Saya duduk di rumah pada Hari Thanksgiving, di sebuah rumah yang tenang tanpa rencana. Piring makan siang saya tergeletak di lantai, dijilat bersih oleh anjing-anjing, sementara bungkus permen berserakan di lantai. Ya, permen — tanpa pai labu di rumah, saya harus mencari alternatif.
Saya tidak pergi mengunjungi keluarga, tidak menerima undangan teman dan benar-benar tidak merasa sedih karena sendirian. Saya tidak akan memilikinya dengan cara lain. Pada tahun-tahun saya tidak memiliki anak untuk liburan besar, sejujurnya saya tidak ingin menjadi tamu di meja liburan Anda. Bukan karena aku tidak memujamu atau menghargaimu, tapi jauh lebih mudah untuk menyendiri di rumah selama liburan daripada berada di tempat lain tanpa anak-anak saya.
Perceraian bisa sangat membebaskan, seperti saya. Saya tidak pernah sekalipun berharap dia kembali — tidak pernah sekalipun meragukan bahwa apa yang saya lakukan untuk anak perempuan dan keluarga saya adalah hal yang benar. Saya tahu tentang berbagi akhir pekan, tetapi saya juga tahu bahwa 85 persen dari bulan itu anak-anak akan berada di rumah bersama saya. Seperti yang diketahui oleh orang yang bercerai, jika orang tua lain terlibat dalam kehidupan anak-anak, maka orang tua itu juga mendapat hari libur.
Waktu jauh dari saya pada liburan, 10 hari atau lebih, lebih sulit untuk ditelan daripada empat minggu selama musim panas. Liburan adalah tentang keluarga, dan tidak ada seorang pun di keluarga saya yang lebih penting bagi saya selain anak-anak saya.
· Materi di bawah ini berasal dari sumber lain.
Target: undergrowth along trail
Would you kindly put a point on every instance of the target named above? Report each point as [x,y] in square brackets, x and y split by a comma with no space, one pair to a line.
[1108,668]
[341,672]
Sebagai ibu tunggal, kita harus melepaskannya. Kami harus menyerahkan anak-anak kami, berharap untuk foto dalam pakaian liburan mereka, tersenyum dan bahagia, dan membiarkan mereka bersama ayah mereka, yang juga mencintai mereka.
Saya memiliki anak-anak saya Natal ini, jadi saya tidak perlu khawatir tentang jam berapa dia mengantar mereka untuk membuka hadiah mereka atau berapa lama saya memilikinya sebelum dia datang dan mengambilnya lagi. Lalu aku punya tujuh hari lagi tanpa mereka selama Tahun Baru.
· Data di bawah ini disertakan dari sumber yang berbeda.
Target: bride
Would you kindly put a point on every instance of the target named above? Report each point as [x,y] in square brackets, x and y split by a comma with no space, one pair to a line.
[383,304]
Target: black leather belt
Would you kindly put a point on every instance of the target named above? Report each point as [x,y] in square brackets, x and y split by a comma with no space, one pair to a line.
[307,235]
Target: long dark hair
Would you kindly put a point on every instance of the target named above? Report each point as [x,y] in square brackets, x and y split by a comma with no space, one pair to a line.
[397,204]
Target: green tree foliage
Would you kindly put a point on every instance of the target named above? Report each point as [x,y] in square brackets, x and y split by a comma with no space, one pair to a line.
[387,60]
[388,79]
Anda akan berpikir saya akan gembira dan membuat rencana untuk berpesta dengan teman-teman, keluar terlalu larut dan merasakan kepedihan 2016 keesokan paginya. Tapi saya tidak mau. Bukannya aku tidak punya undangan. Saya hanya tidak mau.
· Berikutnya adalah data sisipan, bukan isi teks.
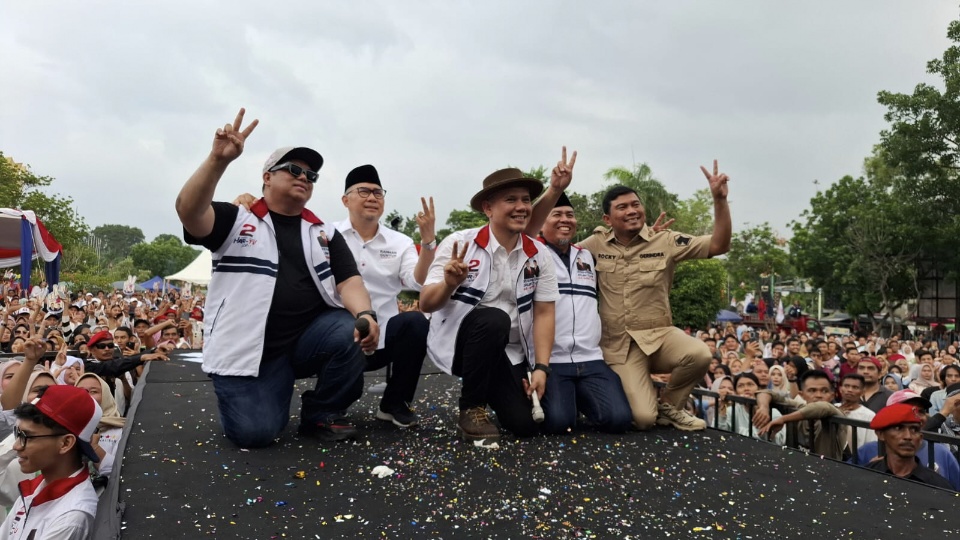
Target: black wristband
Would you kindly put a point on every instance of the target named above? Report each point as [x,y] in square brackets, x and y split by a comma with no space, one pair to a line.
[370,312]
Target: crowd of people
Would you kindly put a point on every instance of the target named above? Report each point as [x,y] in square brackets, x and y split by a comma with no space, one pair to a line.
[864,377]
[95,344]
[548,334]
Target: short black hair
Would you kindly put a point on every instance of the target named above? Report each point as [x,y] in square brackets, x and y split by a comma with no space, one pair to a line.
[613,193]
[856,377]
[813,374]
Ibu tunggal yang harus bertahan selama liburan sering terjebak di antara batu emosional dan tempat yang sulit. Terkadang kami ingin istirahat dari anak-anak kami, tetapi hanya untuk beberapa hari. Serius, sekitar 48 jam dari mereka, saya merasakan sakit yang mendalam untuk mereka. Pada akhir minggu, saya merasa tertekan secara fisik. Bagian lainnya adalah saat mereka pergi, meteran kekhawatiran ibu berada dalam siaga tertinggi. Saya tidak ada di sana untuk memastikan mereka aman dan bahagia. Saya harus menyerahkannya kepada seseorang yang tidak saya percayai — seseorang yang tidak pernah berhati-hati atau khawatir tentang saya dan kesejahteraan saya — dan berharap dia akan bersama mereka.
Ini adalah lompatan besar iman, dan itu adalah bagian terburuk dari ibu tunggal, menurut pendapat saya. Saya merasa harus lebih waspada ketika mereka tidak ada di rumah. Saya harus ada, sadar dan siap untuk pergi ke mereka jika mereka membutuhkan saya pada saat itu juga.
Mungkin aku anomali. Mungkin sebagian besar ibu tunggal menerima undangan dan merayakan apakah anak-anak mereka bersama mereka atau tidak. Mungkin saya belum menemukan cara untuk berfungsi 100 persen tanpa anak-anak saya. Mungkin aku butuh lebih banyak waktu. Saya tidak bisa melakukannya. Saya lebih suka sendirian di rumah daripada merusak acara Anda.
Jadi, tidak, saya mungkin tidak akan menerima undangan Anda yang sangat baik. Bukannya aku tidak mencintaimu dan ingin berada di dekatmu. Bukannya saya mencoba bersikap kasar dan tidak tahu berterima kasih. Bukannya aku mencoba menyakiti perasaanmu.
Itu adalah ketika saya harus menghadapi perayaan tanpa anak-anak saya, itu tidak benar-benar terasa seperti perayaan sama sekali.